Truro City
- Full name: Truro City Football Club
- Nickname: The Tinners
- Founded: 1889; 137 years ago
- Ground: Truro City Stadium, Threemilestone
- Capacity: 3,000
- Chairman: Robin Karkeek
- Manager: John Askey
- League: National League South
- 2025–26: National League, 24th of 24 (relegated)
- Website: trurocity.co.uk
| Home colours | Away colours | Third colours |

= Truro City F.C. =

Association football club in Cornwall, United Kingdom

Truro City Football Club is an English professional football club based in Truro, Cornwall. They currently play in the , the sixth tier of the English football league system.

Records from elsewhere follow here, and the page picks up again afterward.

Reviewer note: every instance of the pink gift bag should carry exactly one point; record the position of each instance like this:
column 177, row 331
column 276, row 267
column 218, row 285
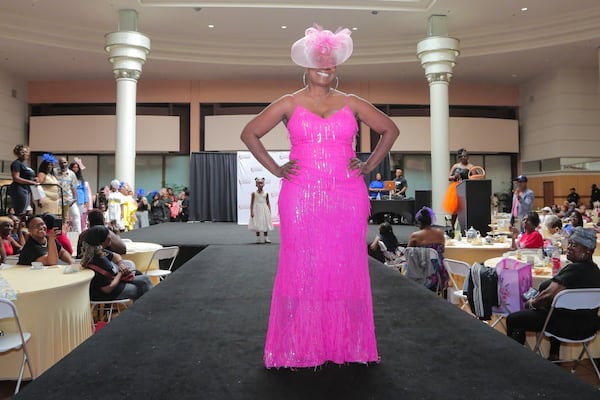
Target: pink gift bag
column 514, row 279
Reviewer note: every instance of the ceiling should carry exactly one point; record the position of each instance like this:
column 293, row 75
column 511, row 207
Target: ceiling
column 500, row 43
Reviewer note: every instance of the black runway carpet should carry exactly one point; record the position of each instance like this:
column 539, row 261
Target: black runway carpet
column 200, row 335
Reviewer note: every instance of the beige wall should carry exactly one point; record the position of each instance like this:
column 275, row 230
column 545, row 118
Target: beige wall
column 97, row 133
column 582, row 182
column 560, row 115
column 197, row 92
column 13, row 114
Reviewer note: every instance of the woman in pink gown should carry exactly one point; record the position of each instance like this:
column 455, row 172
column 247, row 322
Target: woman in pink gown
column 321, row 308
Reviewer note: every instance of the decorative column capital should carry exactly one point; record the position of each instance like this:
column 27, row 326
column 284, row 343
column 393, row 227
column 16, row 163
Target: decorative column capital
column 127, row 52
column 438, row 57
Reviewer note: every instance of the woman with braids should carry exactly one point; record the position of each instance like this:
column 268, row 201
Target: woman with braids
column 47, row 179
column 110, row 280
column 458, row 173
column 430, row 237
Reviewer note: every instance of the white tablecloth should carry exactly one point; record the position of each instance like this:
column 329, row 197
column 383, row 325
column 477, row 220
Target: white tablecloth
column 52, row 306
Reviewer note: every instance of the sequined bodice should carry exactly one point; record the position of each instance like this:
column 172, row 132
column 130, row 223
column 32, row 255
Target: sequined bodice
column 323, row 146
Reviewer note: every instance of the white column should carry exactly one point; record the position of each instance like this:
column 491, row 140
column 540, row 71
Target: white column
column 437, row 55
column 440, row 154
column 126, row 130
column 127, row 51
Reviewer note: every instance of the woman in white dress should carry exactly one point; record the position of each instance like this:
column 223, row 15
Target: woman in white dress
column 260, row 212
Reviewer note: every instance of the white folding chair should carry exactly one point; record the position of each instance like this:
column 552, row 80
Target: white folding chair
column 458, row 268
column 15, row 341
column 165, row 253
column 572, row 299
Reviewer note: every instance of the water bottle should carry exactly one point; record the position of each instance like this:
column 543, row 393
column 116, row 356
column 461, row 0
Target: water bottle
column 555, row 261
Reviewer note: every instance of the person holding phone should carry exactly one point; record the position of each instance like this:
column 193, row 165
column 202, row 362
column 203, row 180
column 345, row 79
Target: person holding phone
column 42, row 246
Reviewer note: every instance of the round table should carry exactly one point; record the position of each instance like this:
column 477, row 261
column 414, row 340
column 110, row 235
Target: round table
column 539, row 273
column 55, row 308
column 471, row 253
column 141, row 254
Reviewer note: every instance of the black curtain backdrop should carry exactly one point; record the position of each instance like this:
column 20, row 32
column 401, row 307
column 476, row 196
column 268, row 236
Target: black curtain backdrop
column 213, row 187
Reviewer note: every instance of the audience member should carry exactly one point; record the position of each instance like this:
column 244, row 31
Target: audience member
column 159, row 212
column 129, row 207
column 522, row 201
column 573, row 197
column 184, row 206
column 42, row 245
column 96, row 218
column 433, row 238
column 115, row 206
column 46, row 178
column 51, row 221
column 385, row 235
column 22, row 177
column 594, row 195
column 84, row 192
column 401, row 184
column 376, row 186
column 112, row 279
column 546, row 212
column 68, row 181
column 142, row 214
column 580, row 273
column 9, row 245
column 530, row 238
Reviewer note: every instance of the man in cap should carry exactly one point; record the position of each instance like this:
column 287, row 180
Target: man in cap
column 573, row 196
column 580, row 273
column 522, row 201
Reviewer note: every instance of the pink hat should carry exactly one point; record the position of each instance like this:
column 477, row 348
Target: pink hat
column 321, row 48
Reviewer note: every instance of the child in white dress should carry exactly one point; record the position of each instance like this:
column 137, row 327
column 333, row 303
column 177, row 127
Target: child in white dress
column 260, row 212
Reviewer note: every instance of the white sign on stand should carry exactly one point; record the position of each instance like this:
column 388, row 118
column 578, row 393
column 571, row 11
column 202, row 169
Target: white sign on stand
column 248, row 169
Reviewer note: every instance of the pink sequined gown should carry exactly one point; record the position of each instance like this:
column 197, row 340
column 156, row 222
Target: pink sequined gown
column 321, row 308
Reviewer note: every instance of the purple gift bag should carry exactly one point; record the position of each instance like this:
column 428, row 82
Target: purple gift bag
column 514, row 279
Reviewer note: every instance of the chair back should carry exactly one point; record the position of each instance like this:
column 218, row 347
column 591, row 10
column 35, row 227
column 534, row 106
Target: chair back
column 456, row 268
column 164, row 254
column 7, row 309
column 577, row 299
column 382, row 246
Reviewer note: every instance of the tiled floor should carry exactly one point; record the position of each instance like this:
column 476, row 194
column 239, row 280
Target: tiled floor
column 584, row 371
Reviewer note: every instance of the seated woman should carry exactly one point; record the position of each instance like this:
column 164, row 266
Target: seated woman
column 51, row 221
column 47, row 179
column 386, row 235
column 109, row 281
column 95, row 217
column 530, row 238
column 430, row 237
column 42, row 245
column 376, row 186
column 581, row 273
column 575, row 220
column 10, row 246
column 556, row 235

They were founding members of the South Western League in 1951 and won the title five times in their history. Apart from a three-season spell in the 1970s, when they played in the Cornwall Combination after losing their ground as part of a by-pass development, they remained in the South Western League until 2006, when they joined the Western Football League, achieving promotion from Division One to the Premier Division in their first season. The club had previously played in what was known as the Conference South in 2011, following five promotions in six seasons. They were relegated at the end of the 2012–13 season after going into administration, but returned to that level, now known as the National League South, in 2015, before being relegated back to the Southern League in 2019. They are the highest ranked club from Cornwall, and as such Truro City are the first ever Cornish team to achieve the feat of reaching the fifth tier.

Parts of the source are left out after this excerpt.